4章 討伐実習-4
それからしばらく狩りを続け、十分なスコアを稼いだ。
ケイノインやロミあたりがソロでどれだけストイックに稼いでいるかは知らないが、彼ら以外のグループに負けることはないだろう。
「ちょっと休憩にしない? 寮のキッチンを借りて、お弁当を作ってきたの。お肉もたくさんあるからパーティーしよう! パーティ!」
無理にトップを取る理由もない。せっかくシストラが作ってきてくれたというなら、ぜひ食べたい。
「お肉もたくさんって……もしかして、さっき狩ったモンスターのこと?」
貴族育ちのエルデがひくのもわかるが、田舎では普通のことだ。熊と熊系モンスターはどちらも食える。そもそも、モンスターとは『人間にとって特別に危険な生物』という曖昧な定義だ。

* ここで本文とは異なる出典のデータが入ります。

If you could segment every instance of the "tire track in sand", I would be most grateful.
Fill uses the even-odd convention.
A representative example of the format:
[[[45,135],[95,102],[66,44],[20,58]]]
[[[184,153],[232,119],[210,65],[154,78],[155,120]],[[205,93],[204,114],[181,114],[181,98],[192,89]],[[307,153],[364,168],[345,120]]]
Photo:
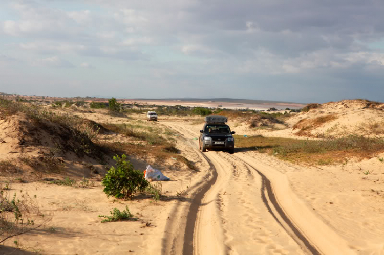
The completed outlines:
[[[278,202],[276,196],[273,193],[273,191],[271,184],[271,181],[260,171],[250,166],[240,158],[236,156],[232,156],[232,157],[236,158],[238,160],[241,161],[243,163],[246,164],[247,166],[251,169],[253,169],[259,174],[262,178],[262,186],[260,189],[260,193],[261,193],[261,197],[263,200],[263,202],[267,207],[269,213],[274,218],[276,221],[280,225],[285,231],[290,234],[293,239],[296,241],[297,244],[300,246],[302,246],[304,244],[305,248],[302,247],[303,249],[306,249],[310,252],[310,254],[314,255],[319,255],[321,253],[317,250],[317,248],[315,247],[311,242],[307,239],[306,237],[301,232],[301,231],[295,226],[295,225],[292,222],[291,220],[288,217],[287,215],[285,214],[284,211],[283,210],[280,204]],[[271,204],[269,204],[270,202]],[[272,210],[272,207],[274,209]],[[280,218],[282,219],[288,225],[289,229],[287,229],[286,226],[283,225],[281,222],[278,216],[275,215],[274,211],[276,211],[279,214]],[[292,235],[292,233],[294,235]]]
[[[177,129],[181,133],[184,134],[186,138],[187,138],[187,137],[188,137],[186,140],[187,140],[188,143],[190,145],[191,147],[194,148],[194,149],[196,149],[196,147],[197,146],[197,144],[191,141],[191,138],[194,137],[197,133],[196,132],[197,130],[192,129],[191,128],[193,128],[193,127],[188,127],[186,126],[185,124],[180,123],[173,123],[173,122],[172,122],[172,123],[168,123],[167,125],[165,125],[174,130]],[[196,128],[196,127],[195,127],[195,128]],[[197,129],[197,128],[194,129]],[[198,130],[197,131],[198,131]],[[239,156],[243,156],[243,153],[239,153]],[[313,229],[311,229],[310,231],[305,231],[305,232],[303,232],[302,228],[297,226],[297,217],[294,217],[296,221],[293,221],[292,220],[291,218],[287,214],[287,211],[284,210],[283,206],[282,206],[281,204],[279,202],[279,200],[276,197],[277,195],[275,193],[275,191],[273,190],[273,187],[272,187],[272,184],[271,183],[270,179],[265,175],[265,174],[262,173],[261,171],[258,170],[256,168],[257,167],[254,167],[252,166],[253,164],[250,164],[250,161],[248,163],[248,160],[245,160],[245,159],[242,159],[243,157],[243,156],[241,156],[241,157],[242,158],[240,158],[238,156],[237,156],[236,154],[235,155],[229,155],[227,153],[218,153],[216,152],[209,152],[208,153],[206,153],[205,155],[203,154],[203,155],[205,160],[209,163],[209,165],[211,166],[211,168],[214,167],[215,169],[215,172],[217,172],[216,174],[217,175],[216,177],[217,179],[213,184],[210,184],[209,186],[210,188],[208,188],[208,186],[206,186],[206,189],[204,189],[204,192],[203,192],[202,191],[201,193],[200,193],[198,198],[201,200],[200,202],[196,201],[196,203],[194,206],[195,207],[194,207],[193,210],[190,211],[188,214],[188,218],[190,218],[190,219],[189,219],[188,223],[187,224],[188,227],[185,228],[185,237],[187,237],[187,238],[185,238],[184,240],[183,247],[184,254],[192,254],[193,252],[195,254],[224,254],[228,253],[230,253],[230,252],[231,253],[233,254],[241,254],[241,253],[237,253],[236,250],[232,250],[230,245],[228,245],[228,244],[230,243],[230,241],[231,241],[231,238],[228,238],[228,236],[230,237],[230,235],[232,235],[231,237],[233,238],[233,237],[234,237],[235,238],[237,237],[236,236],[236,232],[233,231],[236,228],[233,228],[233,227],[231,228],[230,230],[232,232],[228,233],[230,234],[229,236],[226,235],[226,236],[224,237],[223,234],[228,232],[228,228],[227,229],[224,229],[225,228],[225,224],[224,224],[224,221],[223,221],[223,224],[221,224],[220,222],[216,223],[216,222],[220,221],[221,217],[222,217],[220,215],[224,213],[224,212],[222,210],[222,208],[220,207],[221,205],[220,204],[221,201],[223,201],[222,199],[223,196],[222,196],[223,193],[222,192],[223,191],[223,189],[227,189],[228,187],[230,187],[231,184],[228,184],[228,183],[227,183],[227,181],[228,179],[230,179],[231,176],[234,177],[234,176],[232,176],[231,174],[229,174],[228,170],[229,169],[229,172],[230,172],[231,169],[236,169],[236,166],[241,165],[244,165],[245,166],[245,167],[243,167],[242,169],[243,171],[246,172],[243,172],[242,174],[249,174],[250,173],[249,169],[250,169],[253,170],[251,172],[257,173],[257,175],[260,176],[260,178],[261,178],[261,183],[258,184],[260,185],[260,188],[258,188],[258,189],[260,190],[259,195],[261,197],[261,200],[262,200],[262,202],[261,202],[260,203],[263,204],[264,206],[265,206],[264,209],[265,213],[262,211],[260,211],[261,207],[260,206],[258,206],[258,205],[254,204],[254,202],[253,204],[250,203],[246,206],[245,208],[249,208],[250,206],[250,207],[257,208],[259,210],[259,211],[258,211],[257,210],[255,211],[252,212],[251,214],[253,215],[252,217],[257,218],[259,216],[260,218],[260,215],[258,215],[260,214],[264,215],[264,216],[265,216],[265,214],[267,214],[267,215],[269,214],[272,216],[272,217],[273,217],[273,219],[274,219],[274,220],[272,220],[272,221],[274,221],[275,222],[274,223],[273,223],[272,222],[269,222],[269,224],[272,224],[270,225],[271,229],[274,229],[275,231],[276,228],[276,227],[274,226],[275,225],[276,226],[280,226],[280,227],[283,229],[283,231],[286,233],[285,235],[289,237],[286,238],[285,239],[284,239],[282,241],[286,242],[287,239],[291,239],[291,240],[292,240],[292,242],[297,243],[298,246],[300,247],[301,249],[305,253],[315,254],[323,254],[323,252],[325,254],[334,254],[334,253],[331,253],[329,252],[330,250],[332,250],[332,247],[327,248],[326,246],[327,245],[329,246],[330,245],[334,244],[335,242],[332,242],[331,241],[330,241],[329,238],[325,238],[325,239],[327,239],[325,242],[323,242],[322,241],[319,241],[318,240],[316,239],[311,240],[307,234],[308,234],[308,232],[313,233]],[[250,158],[249,159],[249,160],[251,160],[252,159]],[[233,168],[233,166],[235,167]],[[264,171],[265,171],[265,169],[264,169],[263,168],[263,172]],[[234,173],[232,174],[236,174],[236,175],[240,174],[239,173],[235,173],[235,170],[233,170],[233,171]],[[229,177],[225,176],[228,174],[230,175]],[[225,177],[224,179],[223,178],[223,175]],[[268,175],[269,176],[270,174],[268,174]],[[271,176],[273,178],[273,175]],[[258,181],[260,181],[258,180]],[[239,189],[239,188],[240,187],[241,185],[245,184],[249,186],[253,184],[253,187],[254,187],[258,181],[256,182],[253,182],[253,183],[252,183],[251,181],[248,181],[246,183],[244,182],[241,184],[239,183],[239,185],[236,187],[237,190],[232,189],[232,190],[234,191],[240,191],[241,190]],[[207,189],[208,190],[207,190]],[[244,190],[244,189],[242,190]],[[206,192],[205,192],[205,191]],[[279,193],[278,194],[281,194],[281,193]],[[244,200],[243,200],[242,203],[244,203]],[[203,203],[201,203],[201,202],[202,202]],[[297,201],[295,201],[294,202],[297,202]],[[291,203],[292,203],[292,201],[290,202]],[[299,203],[300,203],[300,202],[299,202]],[[284,204],[286,205],[287,203],[285,202]],[[288,210],[288,212],[292,212],[292,210],[291,210],[292,208],[290,207],[292,206],[294,207],[297,205],[298,204],[295,204],[295,203],[293,202],[291,205],[289,205],[290,210]],[[302,207],[302,205],[300,205],[300,206]],[[234,213],[236,213],[235,211],[237,210],[237,208],[236,208],[233,210],[231,208],[226,208],[225,209],[226,210],[226,213],[230,213],[232,215]],[[197,215],[195,214],[196,212],[197,213]],[[219,215],[218,216],[217,215]],[[225,216],[226,217],[227,216],[225,215]],[[240,216],[241,216],[239,215],[239,217]],[[303,226],[303,224],[307,224],[309,226],[305,227],[304,228],[306,230],[308,230],[309,228],[311,227],[311,224],[312,224],[312,220],[313,219],[314,217],[315,216],[311,215],[307,215],[306,216],[307,217],[305,219],[299,219],[300,223],[301,224],[298,225],[301,226]],[[249,215],[247,217],[249,218]],[[207,217],[209,219],[208,221],[206,219],[204,219],[205,218],[206,218]],[[221,218],[222,219],[223,218],[222,217]],[[230,218],[227,218],[226,219],[228,220],[228,219]],[[209,222],[209,220],[211,222]],[[260,221],[258,221],[258,224],[261,224],[262,223]],[[232,224],[232,222],[230,222],[230,223]],[[192,225],[194,224],[194,227],[193,228]],[[317,226],[318,227],[319,226],[319,225],[317,225]],[[319,226],[321,227],[324,226]],[[268,227],[269,226],[267,226],[267,228],[268,228]],[[221,228],[221,229],[219,229],[218,228],[219,227]],[[260,229],[261,229],[261,228]],[[264,230],[266,230],[266,229]],[[266,229],[266,230],[268,231],[268,229]],[[321,232],[321,229],[314,229],[315,231],[319,231]],[[328,231],[323,232],[326,234],[329,234],[330,236],[333,237],[337,237],[333,233],[330,233]],[[191,235],[191,233],[194,233],[193,235]],[[220,236],[220,235],[221,236]],[[192,237],[191,237],[191,236],[193,236]],[[310,236],[313,237],[313,235],[310,235]],[[269,238],[268,237],[267,237],[267,238]],[[193,240],[193,243],[191,242],[191,239]],[[270,239],[271,239],[270,238]],[[339,238],[336,238],[336,240],[337,240],[336,242],[339,241],[342,241]],[[274,244],[269,243],[269,246],[271,247],[281,246],[280,245],[280,243],[279,243],[279,241],[278,239],[272,238],[270,241],[271,242],[274,242]],[[280,239],[280,241],[282,241],[282,239]],[[314,242],[312,241],[316,241],[316,242],[315,242],[315,243],[314,244]],[[290,241],[289,242],[290,243]],[[216,243],[214,244],[214,243]],[[319,247],[321,248],[321,249],[319,248],[319,246],[318,246],[319,244],[320,244]],[[211,246],[215,244],[216,247],[212,248]],[[235,245],[236,248],[239,248],[240,245],[241,245],[241,244],[239,244],[238,242],[235,244],[237,245],[237,246]],[[283,245],[282,243],[281,244]],[[346,251],[346,253],[345,254],[350,253],[348,250],[348,249],[344,249],[344,248],[346,247],[344,247],[344,244],[340,246],[342,247],[341,250],[339,249],[339,250]],[[275,249],[277,251],[277,249]],[[286,254],[286,251],[283,251],[282,252],[278,252],[278,253]],[[334,251],[334,250],[333,250],[333,251]],[[260,253],[259,252],[259,253]],[[293,254],[294,254],[294,253],[293,253]]]
[[[184,132],[187,132],[187,130],[182,130]],[[162,239],[161,253],[164,255],[177,255],[181,254],[182,252],[184,254],[194,253],[194,234],[198,212],[205,193],[215,184],[218,176],[214,164],[198,150],[197,146],[190,140],[184,137],[185,134],[183,132],[178,133],[182,135],[181,140],[191,147],[193,150],[196,151],[201,159],[205,160],[209,164],[209,172],[203,177],[202,180],[194,184],[188,189],[193,195],[190,198],[190,205],[186,210],[187,213],[186,213],[186,209],[183,208],[181,201],[178,202],[172,210],[172,213],[169,217],[172,217],[172,220],[167,223],[164,231],[165,234]],[[185,225],[183,231],[182,229],[177,228],[179,228],[177,221],[183,218],[186,219],[183,222]],[[183,239],[181,239],[182,238]]]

オレ達はシストラが用意してくれたパンとサラダ、それに焼き菓子を広げた。
パンと菓子は今朝焼かれたものだ。
オレは魔法で土から土鍋を作り、先ほど狩ったばかりの、ニードルタイガーの肉で鍋を作った。
「あらおいしい」
これにはエルデもご満悦である。
「ディータの肉料理は相変わらず最高だね。火加減が絶妙!」
何よりシストラに喜んでもらえるのは嬉しい。
魔法で炎の微調整ができる分、思い通りの調理が可能なのである。
「パンとお菓子も美味しいよ。お砂糖は高かったから控えめだけど」
村にいたころから、シストラは少ない食材を工夫してお菓子を作っていた。
本人曰く「それくらいの娯楽がないとね」ということらしい。
「王立学校に来て結構経つけど、鍋パーティーを始めたグループなんて初めてね」
そこに現れたのは、あきれ顔のベルリーナだ。
「先生もどうです? 美味しいですよ」
ナチュラルに鍋を勧めるシストラに、ベルリーナは少々戸惑いながらも口をつける。
「あら、本当に美味しい」
そのまましばらく遅めのランチを楽しむオレ達が、食材を全てたいらげたその時――
森の奥に、強力なモンスターの気配が出現した。
「なんだ!?」
人里の近くに出るようなレベルじゃないぞ!
エルデ以外の三人が同時に立ち上がる。エルデは魔法が使えない分、魔力感知による遠距離の気配探索が苦手となるのはしかたない。
「先生は学生達の避難を! オレは様子を見てきます」
「だめよ! あなた達も避難しなさい!」
めずらしく焦った声を出すベルリーナ。
「ベルリーナ先生以外の教員では太刀打ちできないかもしれません。無理だと思ったらオレ達もすぐ逃げますから!」
オレが倒せないようなモンスターなら、どちらにしろ学内に解決できる人材はいないが。
「……わかったわ。くれぐれも無理はしないように!」
逡巡したベルリーナだが、問答している時間もないと判断したのか、学生の気配が多い方へとすぐに飛び去って行った。
森の中には採点のために多くの教員が配置されている。連携して学生達を逃がしてくれることを祈ろう。
「さて、二人はオレに着いてきてもいいし、このまま逃げてもいい。言っておくが、死ぬかもしれない。どうする?」
いじわるな質問ではあるが、事実は伝えておいた方がいい。
強いモンスターを直に見るというのは、一皮むけるのに有効な手段の一つだ。だが、オレに無理矢理ひっぱって行かれたのでは、集中力を欠くことにもなるし、身にもならない。
これでシストラが着いてくるならそれでよし。もしシストラだけが残るというなら、エルデを護衛に残すつもりだ。
「もちろん行くよ!」
シストラはあっけらかんと、
「いくわ」
エルデは顔を引き締めてそう言った。
「よし。ならまずは道を作るぞ」
目標のモンスターとここの間に、人の気配がないことを確かめたオレは、右の掌をモンスターの方へと向ける。
――ドドドドンッ!
掌から出した衝撃波が、木や岩を瞬時に吹き飛ばし、三人が並んで走れるほどの道を作った。
「すご……今のでモンスターも倒しちゃったんじゃない?」
そう言うエルデだが、モンスターの気配は健在だ。
オレは小さく首を横に振ると、二人に手を差し出した。
意図を察した二人は、オレの手を握る。